During the Saint Paul service, Legion members will read the names of “maybe a couple hundred” deceased veterans associated with the Duncan-Showell Post 231, Purnell said.
“We’ll read off all those names, then we’ll fire off the gun salute, blow ‘Taps.’ After that, they’ll disperse and usually come to the post and have a little dinner,” Purnell said.
Remembrances are also planned in area cemeteries on Monday, starting in Whaleyville at 8 a.m. and traveling to the Curtis United Methodist Church in Bishopville, Fooks Cemetery on Route 611, New Bethel Cemetery in Germantown, and Saint Paul Cemetery on Bay Street in Berlin.
Purnell said it means “more than you know” to see people just show up and remember those who served and who sacrificed.
“There’s a certain pride that comes with knowing that their family member was a veteran. But it really comes to them when they hear those ‘Taps’ or those shots – that three-gun salute,” Purnell said. “The first one you hear startles you, but the next ones you could hear a pin drop.
“It means a lot to those people, because you’re celebrating them,” he added. “We’re inviting everyone to come honor those vets and we’re trying to make those ceremonies meaningful to all of the veteran families, regardless of which war or battle, and also to honor those serving now.”

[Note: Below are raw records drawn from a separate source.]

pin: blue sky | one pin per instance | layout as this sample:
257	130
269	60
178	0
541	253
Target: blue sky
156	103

The finale, the annual Old Fashioned Memorial Day Parade, will start at 11 a.m. on Monday at Stephen Decatur Middle School and travel southwest on Flower Street to a staging area near Dr. William Henry Park. Free parking is available in a lot opposite the park.

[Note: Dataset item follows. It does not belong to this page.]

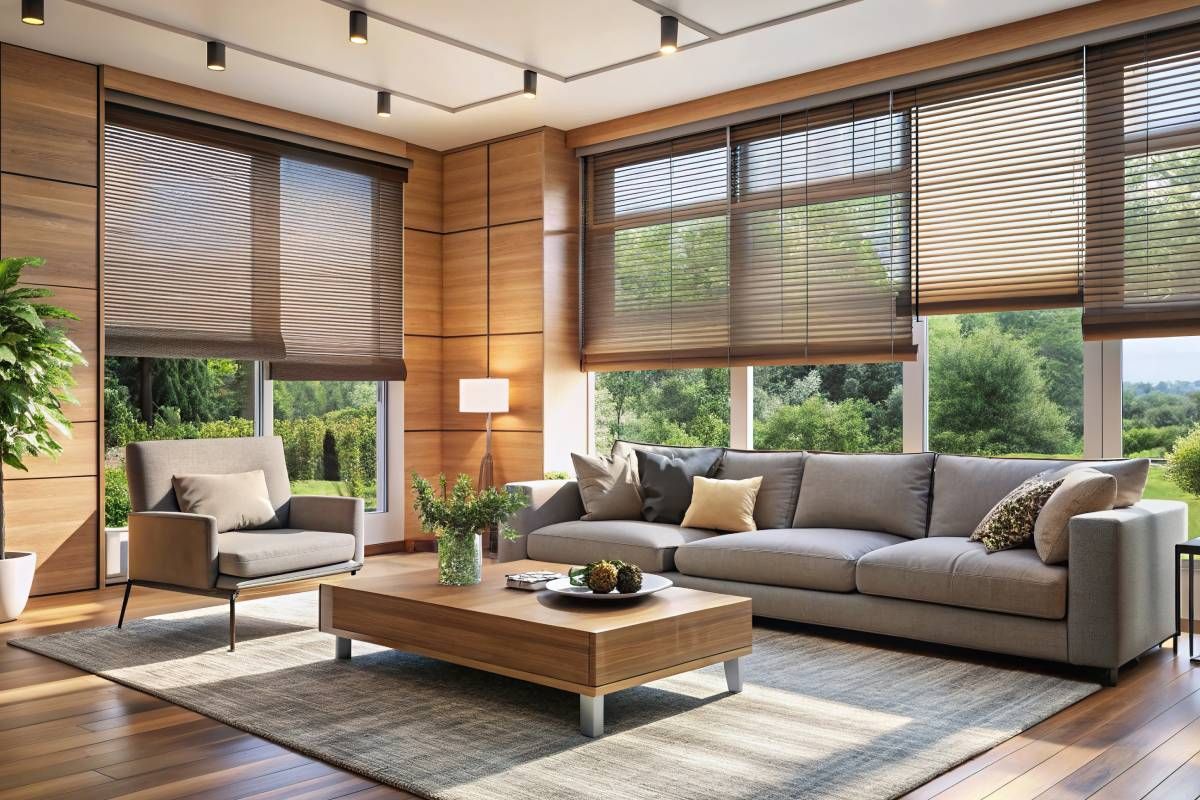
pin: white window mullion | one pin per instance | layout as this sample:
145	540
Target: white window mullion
742	408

This year, the parade will honor Korean War veterans from Berlin and members of the VFW Post 10159 from Salisbury. The Salisbury contingent has “been in every parade” during the last 22 years, Purnell said.
The event will also recognize former parade organizer Jesse Turner, who passed away last year.
“We’re always going to honor him, but the real honorees are the Korean War veterans,” Purnell said. “I can tell you it’s going to be more of a turnout this year, because of those veterans.”
Berlin Mayor Gee Williams will ride near the front of the procession and stop to say a few words at the stage near Henry Park.
Purnell said the parade dates to around the 1930s, when Isaiah Fassett, a Civil War veteran, would march in the parade and attendees would come from as far away as Philadelphia.
“Memorial Day was another Christmas,” Purnell said. “It was celebrated just that much in this community.”
He said the old route, perhaps five miles long, started at the Saint Paul Church on Flower Street, went to Bay Street, then through Germantown to Tyree Church, then back through town on Main Street, to the cemetery on Tripoli Street, and finally down Branch Street and back to the start.
“The parade went that way every year when I was a kid,” Purnell. “And you would always get a brand-new pair of dungarees and a brand-new pair of sneakers for Decoration Day [now Memorial Day].”
He remembers practicing the trumpet during music class and again during a study hall period, twice a day every day, in preparation for the parade.
“When Memorial Day came, [the teacher] let us march in the front of the parade. It was the proudest day – wearing that gold cape with the white shirt, black tie and black pants, and blowing that trumpet – man!” Purnell said.
“You used to say ‘Decoration Day’ and you got people’s attention. Decoration Day has always been in the blood of people who grew up in this community, and that is why they call it the ‘Old Fashioned Memorial Day Parade,’ because they’re trying to rekindle that spirit,” he added.
The parade stalled out and was not held for about 1015 years, but was later revived by Turner and Sandra Oliver during the mid-1990s.
“And once they did that, then we started to have 10-15 units. Now we have 30 units and we’re trying to get more floats and we’re trying to organize it better, and in Jesse’s honor we’re trying to make it a parade parade – not just people coming through,” Purnell said.
“I want to get it out and I want people there, but I also want people to take a minute to pause and remember … it kind of rekindles that spirit,” he said.